Q: "Once again her toothbrush is gone." This is how one of your daughters began her college application essay, writing about your absences from the family. Did it break your heart to read these words?
A: I was so absorbed by the struggle and my own personal problems that I didn’t realize until later how hard it had been for my kids to share my life. When I read that I couldn’t stop crying. All of a sudden, that sentence, the scene I imagined reading it, filled me with overwhelming empathy and sorrow for what they went through. At the same time, I don’t think it could have been otherwise. I know that now they not only understand what I did, but feel proud of me.
Q: You write: "I have been two women and I have lived two lives." One of your lives is governed by tradition, marriage and family; the other by yearning for and achieving the privileges men enjoy: "…independence, self-reliance, a public life, mobility, lovers." Can the two lives co-exist simultaneously, and do you feel fulfilled in your accomplishments in each life?
A: It seems wild to me now that I was able to do everything I did, while, at the same time, raising three kids, falling in and out of love and working to support my family, but I think that, as human beings we have an incredible capacity that is unleashed when we are called to rise up to meet a challenge. My book is also a reflection of how people can overcome so many odds to pursue a goal that is bigger than each person individually–how happy it can make us to feel this sense of community and purpose. I now think that I am not only two women; I am three or four, and I feel that this constant balancing act between the multiplicity of things I am keeps me alive, keeps me happy and curious and passionate.
Q: You are married to an American now. How did that come to be? Did you ever think you would end up living in the U.S.?

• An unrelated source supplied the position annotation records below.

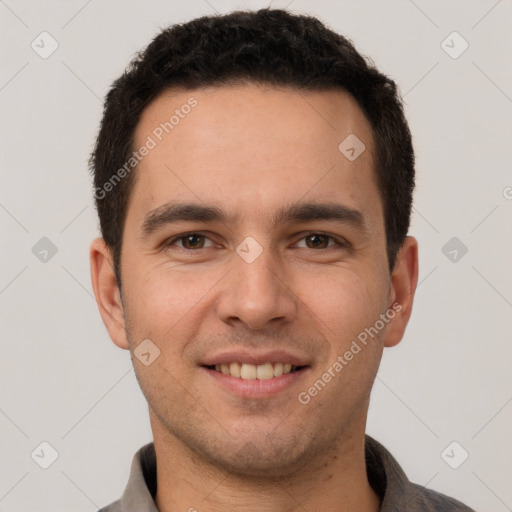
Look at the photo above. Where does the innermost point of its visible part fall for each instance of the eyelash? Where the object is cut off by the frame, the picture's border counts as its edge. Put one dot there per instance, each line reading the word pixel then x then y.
pixel 169 243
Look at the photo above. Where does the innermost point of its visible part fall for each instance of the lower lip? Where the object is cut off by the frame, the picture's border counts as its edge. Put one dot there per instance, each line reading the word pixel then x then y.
pixel 254 388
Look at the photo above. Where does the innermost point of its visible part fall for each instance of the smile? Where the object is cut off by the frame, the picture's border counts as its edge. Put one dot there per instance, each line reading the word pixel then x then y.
pixel 248 371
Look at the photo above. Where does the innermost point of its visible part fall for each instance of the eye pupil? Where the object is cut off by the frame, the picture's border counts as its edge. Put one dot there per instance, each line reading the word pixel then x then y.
pixel 317 240
pixel 192 241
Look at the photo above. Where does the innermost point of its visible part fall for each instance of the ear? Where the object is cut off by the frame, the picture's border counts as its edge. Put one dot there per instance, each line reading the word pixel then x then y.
pixel 107 292
pixel 404 279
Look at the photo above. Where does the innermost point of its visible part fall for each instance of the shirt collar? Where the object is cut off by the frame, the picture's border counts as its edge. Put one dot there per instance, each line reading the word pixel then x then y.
pixel 384 474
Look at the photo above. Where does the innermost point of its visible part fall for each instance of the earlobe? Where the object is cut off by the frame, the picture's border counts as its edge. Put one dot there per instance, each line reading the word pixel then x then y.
pixel 107 292
pixel 404 280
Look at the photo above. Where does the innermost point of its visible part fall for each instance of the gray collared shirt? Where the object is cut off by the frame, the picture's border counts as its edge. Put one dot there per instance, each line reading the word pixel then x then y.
pixel 385 475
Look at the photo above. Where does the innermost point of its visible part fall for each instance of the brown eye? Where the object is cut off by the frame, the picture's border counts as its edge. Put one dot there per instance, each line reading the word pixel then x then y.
pixel 317 241
pixel 192 241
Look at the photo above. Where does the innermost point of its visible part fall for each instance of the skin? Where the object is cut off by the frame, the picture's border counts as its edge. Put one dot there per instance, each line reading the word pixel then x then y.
pixel 251 150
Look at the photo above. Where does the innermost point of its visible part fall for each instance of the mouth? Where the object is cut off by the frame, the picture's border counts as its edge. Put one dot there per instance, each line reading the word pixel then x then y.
pixel 249 371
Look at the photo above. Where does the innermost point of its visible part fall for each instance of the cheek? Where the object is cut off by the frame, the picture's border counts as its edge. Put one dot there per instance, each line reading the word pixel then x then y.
pixel 345 300
pixel 167 303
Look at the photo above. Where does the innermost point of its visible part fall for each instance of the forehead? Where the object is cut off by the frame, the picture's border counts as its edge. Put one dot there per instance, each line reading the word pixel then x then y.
pixel 255 147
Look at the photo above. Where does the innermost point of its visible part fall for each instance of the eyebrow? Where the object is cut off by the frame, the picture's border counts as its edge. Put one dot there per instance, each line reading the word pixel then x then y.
pixel 171 213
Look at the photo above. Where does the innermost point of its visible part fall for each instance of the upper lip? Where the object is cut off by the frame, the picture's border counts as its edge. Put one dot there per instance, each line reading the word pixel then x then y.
pixel 255 357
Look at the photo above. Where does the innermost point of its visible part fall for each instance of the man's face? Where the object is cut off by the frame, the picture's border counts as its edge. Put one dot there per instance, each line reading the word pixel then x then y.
pixel 271 282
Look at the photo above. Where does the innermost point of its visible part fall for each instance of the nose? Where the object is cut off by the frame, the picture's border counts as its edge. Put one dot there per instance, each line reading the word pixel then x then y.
pixel 256 294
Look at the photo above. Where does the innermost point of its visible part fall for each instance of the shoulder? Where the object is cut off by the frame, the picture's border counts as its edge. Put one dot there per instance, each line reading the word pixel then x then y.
pixel 428 500
pixel 113 507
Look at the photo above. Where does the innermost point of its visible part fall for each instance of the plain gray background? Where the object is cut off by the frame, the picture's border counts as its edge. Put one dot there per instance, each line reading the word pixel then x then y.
pixel 65 383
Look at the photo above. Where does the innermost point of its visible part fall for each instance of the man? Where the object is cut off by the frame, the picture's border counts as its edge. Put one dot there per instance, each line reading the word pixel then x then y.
pixel 254 177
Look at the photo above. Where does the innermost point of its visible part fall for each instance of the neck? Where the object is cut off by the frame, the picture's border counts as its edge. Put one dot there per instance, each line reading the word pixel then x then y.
pixel 334 481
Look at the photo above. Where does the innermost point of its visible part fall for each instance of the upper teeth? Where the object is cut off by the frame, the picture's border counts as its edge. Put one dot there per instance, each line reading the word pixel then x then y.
pixel 253 371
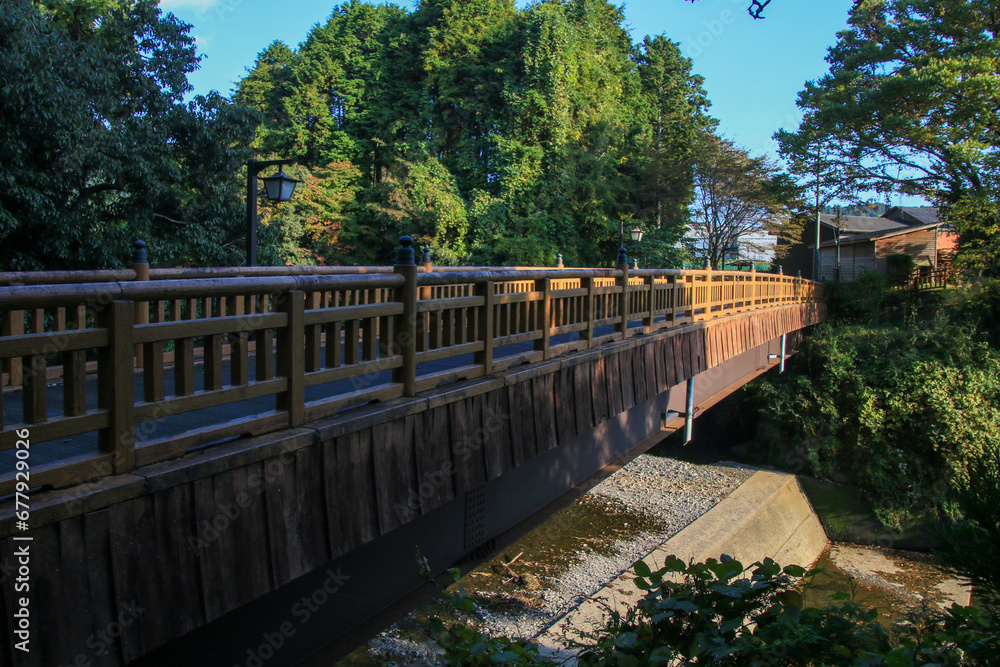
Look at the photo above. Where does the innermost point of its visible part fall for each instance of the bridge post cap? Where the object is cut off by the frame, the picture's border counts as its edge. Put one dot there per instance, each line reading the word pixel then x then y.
pixel 139 253
pixel 405 254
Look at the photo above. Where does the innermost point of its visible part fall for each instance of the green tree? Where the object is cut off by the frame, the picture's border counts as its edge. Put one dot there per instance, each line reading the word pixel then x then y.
pixel 675 105
pixel 737 197
pixel 98 147
pixel 909 105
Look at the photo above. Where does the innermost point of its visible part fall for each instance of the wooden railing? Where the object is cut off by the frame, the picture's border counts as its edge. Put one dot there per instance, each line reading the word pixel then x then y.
pixel 281 335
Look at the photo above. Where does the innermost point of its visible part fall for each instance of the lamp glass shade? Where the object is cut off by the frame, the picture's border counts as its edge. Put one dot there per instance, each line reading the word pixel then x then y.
pixel 280 186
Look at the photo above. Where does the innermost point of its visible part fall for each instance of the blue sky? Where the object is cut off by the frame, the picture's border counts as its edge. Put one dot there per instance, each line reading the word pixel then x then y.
pixel 753 69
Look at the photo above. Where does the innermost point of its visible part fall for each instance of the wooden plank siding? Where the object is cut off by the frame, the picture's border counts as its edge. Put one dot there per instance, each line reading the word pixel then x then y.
pixel 191 539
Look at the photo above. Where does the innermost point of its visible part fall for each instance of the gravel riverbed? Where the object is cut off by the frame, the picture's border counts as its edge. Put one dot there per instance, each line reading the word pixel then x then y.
pixel 582 548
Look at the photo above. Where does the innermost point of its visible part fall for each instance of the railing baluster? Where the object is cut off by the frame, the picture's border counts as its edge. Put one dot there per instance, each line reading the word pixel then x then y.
pixel 543 316
pixel 115 389
pixel 75 370
pixel 291 358
pixel 622 326
pixel 406 329
pixel 485 329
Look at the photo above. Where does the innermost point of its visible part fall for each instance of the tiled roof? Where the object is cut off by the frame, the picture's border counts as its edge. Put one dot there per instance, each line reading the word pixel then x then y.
pixel 921 215
pixel 881 234
pixel 858 223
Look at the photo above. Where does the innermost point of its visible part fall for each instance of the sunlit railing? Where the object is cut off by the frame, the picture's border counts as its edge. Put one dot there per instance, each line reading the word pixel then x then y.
pixel 127 354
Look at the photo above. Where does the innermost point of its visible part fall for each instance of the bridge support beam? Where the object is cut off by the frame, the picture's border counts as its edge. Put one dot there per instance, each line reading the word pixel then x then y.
pixel 309 532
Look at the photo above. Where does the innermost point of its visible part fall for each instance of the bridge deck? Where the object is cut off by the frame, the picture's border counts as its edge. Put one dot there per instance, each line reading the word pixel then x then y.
pixel 86 443
pixel 324 343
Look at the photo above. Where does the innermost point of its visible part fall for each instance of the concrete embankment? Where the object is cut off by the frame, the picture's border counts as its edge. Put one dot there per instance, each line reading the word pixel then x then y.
pixel 767 516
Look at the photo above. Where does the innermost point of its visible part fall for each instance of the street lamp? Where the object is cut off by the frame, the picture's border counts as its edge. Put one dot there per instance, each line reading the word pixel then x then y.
pixel 279 187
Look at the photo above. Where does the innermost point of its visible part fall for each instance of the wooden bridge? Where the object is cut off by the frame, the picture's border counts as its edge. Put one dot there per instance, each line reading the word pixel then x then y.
pixel 234 465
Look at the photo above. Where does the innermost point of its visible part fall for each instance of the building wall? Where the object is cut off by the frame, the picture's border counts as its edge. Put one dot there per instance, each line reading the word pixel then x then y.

A: My husband was the National Public Radio correspondent in Central America. I met him in Washington, DC on one of my first trips to the U.S., as head of the Sandinista International Information Office. We weren’t supposed to fall in love and it was quite difficult to navigate through all the obstacles we faced. Initially I was reluctant to the idea of coming to the United States because of the role it had in the demise of the Sandinista Revolution, but eventually I felt I had to accept that my husband was also entitled to love and want to live in his country. We came to a compromise. I now divide my time between Nicaragua and the U.S. In my years in the Revolution it never crossed my mind I could end up in the U.S., but even though it has been hard for me to reconcile such different realities, I think I have learned a lot and come to appreciate many things about this country. I realize that, domestically, the U.S. has achieved many of the things I dreamed we could achieve in Nicaragua when we had our revolution. But I still have many misgivings about the role the U.S. plays in the world.